The quantitative studies of the molecular surface and independent gradient model that was on the basis of the Hirshfeld partition (IGMH) were adopted herein to qualitatively elucidate the electrostatic characteristics of the basicity as well as acidity of florfenicol, together with the inter-molecular interactions in isopropanol/methanol/ethanol + water systems. The results of this study indicated that the >NH, O, and –OH groups in the florfenicol molecule had priority over forming hydrogen bonds with the alcohol solvents compared with the other function groups in the molecule. The shake-flask method was utilized to examine florfenicol solubility under pressures of 101.2 kPa and raised temperatures (278.15–318.15 K). In the fluctuation of solubility magnitudes, the polarizability-dipolarity, solubility parameter, and hydrogen basicity/acidity of solutions all played important roles.

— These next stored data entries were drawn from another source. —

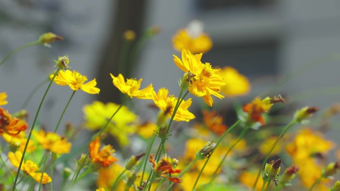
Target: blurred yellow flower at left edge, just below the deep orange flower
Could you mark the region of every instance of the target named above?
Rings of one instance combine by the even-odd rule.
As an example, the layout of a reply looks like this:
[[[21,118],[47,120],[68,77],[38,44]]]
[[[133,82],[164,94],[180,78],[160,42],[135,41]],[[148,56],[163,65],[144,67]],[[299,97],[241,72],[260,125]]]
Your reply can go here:
[[[8,142],[11,146],[16,147],[19,149],[19,151],[23,152],[25,148],[25,144],[27,141],[27,137],[25,134],[25,131],[20,131],[16,135],[9,135],[7,133],[2,134],[3,139]],[[26,149],[27,153],[30,153],[36,149],[36,146],[33,141],[28,142],[28,146]]]

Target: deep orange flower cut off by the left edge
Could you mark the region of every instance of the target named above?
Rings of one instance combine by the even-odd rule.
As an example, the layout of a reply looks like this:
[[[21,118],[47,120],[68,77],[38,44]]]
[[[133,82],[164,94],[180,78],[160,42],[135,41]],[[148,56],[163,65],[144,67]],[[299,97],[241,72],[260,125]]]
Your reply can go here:
[[[12,117],[8,111],[0,108],[0,134],[6,132],[16,135],[22,130],[26,130],[27,124],[19,118]]]

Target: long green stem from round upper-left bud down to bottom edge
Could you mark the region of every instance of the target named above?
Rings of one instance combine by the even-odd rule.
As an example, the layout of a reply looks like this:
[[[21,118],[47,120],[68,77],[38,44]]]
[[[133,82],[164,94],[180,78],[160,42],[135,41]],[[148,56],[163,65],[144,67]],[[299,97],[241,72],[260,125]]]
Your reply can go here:
[[[34,120],[33,120],[33,124],[32,124],[32,127],[31,127],[31,130],[29,131],[29,134],[28,134],[28,137],[27,137],[27,141],[26,141],[26,144],[25,144],[25,148],[24,148],[23,153],[22,153],[22,157],[21,157],[21,160],[20,160],[20,164],[19,164],[19,167],[18,167],[18,171],[17,171],[16,176],[15,176],[15,180],[14,180],[14,184],[13,184],[13,189],[12,189],[12,191],[15,190],[15,185],[16,185],[16,182],[17,182],[18,177],[19,177],[19,173],[20,173],[20,170],[21,170],[22,162],[23,162],[23,159],[24,159],[26,150],[27,150],[27,146],[28,146],[29,140],[30,140],[30,138],[31,138],[31,136],[32,136],[32,132],[33,132],[35,123],[37,122],[37,119],[38,119],[38,115],[39,115],[41,106],[42,106],[42,104],[44,103],[44,100],[45,100],[45,97],[46,97],[46,95],[47,95],[47,92],[48,92],[48,90],[50,89],[50,87],[51,87],[51,85],[52,85],[52,82],[53,82],[54,78],[56,77],[56,75],[58,74],[59,70],[60,70],[60,69],[58,68],[57,71],[54,73],[54,75],[53,75],[53,77],[52,77],[50,83],[48,84],[48,87],[47,87],[47,89],[46,89],[46,91],[45,91],[45,93],[44,93],[44,96],[43,96],[43,98],[41,99],[41,102],[40,102],[40,104],[39,104],[38,110],[37,110],[37,112],[36,112],[36,114],[35,114],[35,117],[34,117]]]

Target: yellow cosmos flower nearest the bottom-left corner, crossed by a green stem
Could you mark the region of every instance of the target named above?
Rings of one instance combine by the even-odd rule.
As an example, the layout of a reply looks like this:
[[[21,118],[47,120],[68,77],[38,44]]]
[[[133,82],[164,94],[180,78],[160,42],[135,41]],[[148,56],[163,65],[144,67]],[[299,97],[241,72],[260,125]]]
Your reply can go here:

With a relative mean deviance of ⩽8.41 %, the modified Wilson, the van't Hoff Jouyban–Acree, the Jouyban–Acree, and the Apelblat models all demonstrated good correlation values for the solubility. The approach of extended Hildebrand solubility was used to examine the solvation behavior at 298.15 K. This resulted in a RAD that was no more than 1.26 percent. The method of Kirkwood-Buff integral was used here to inspect the preferred solvation of florfenicol. In both the rich and the intermediate compositions of methanol/isopropanol/ethanol, the florfenicol is solvated preferentially by the alcohols with positive solvation parameters.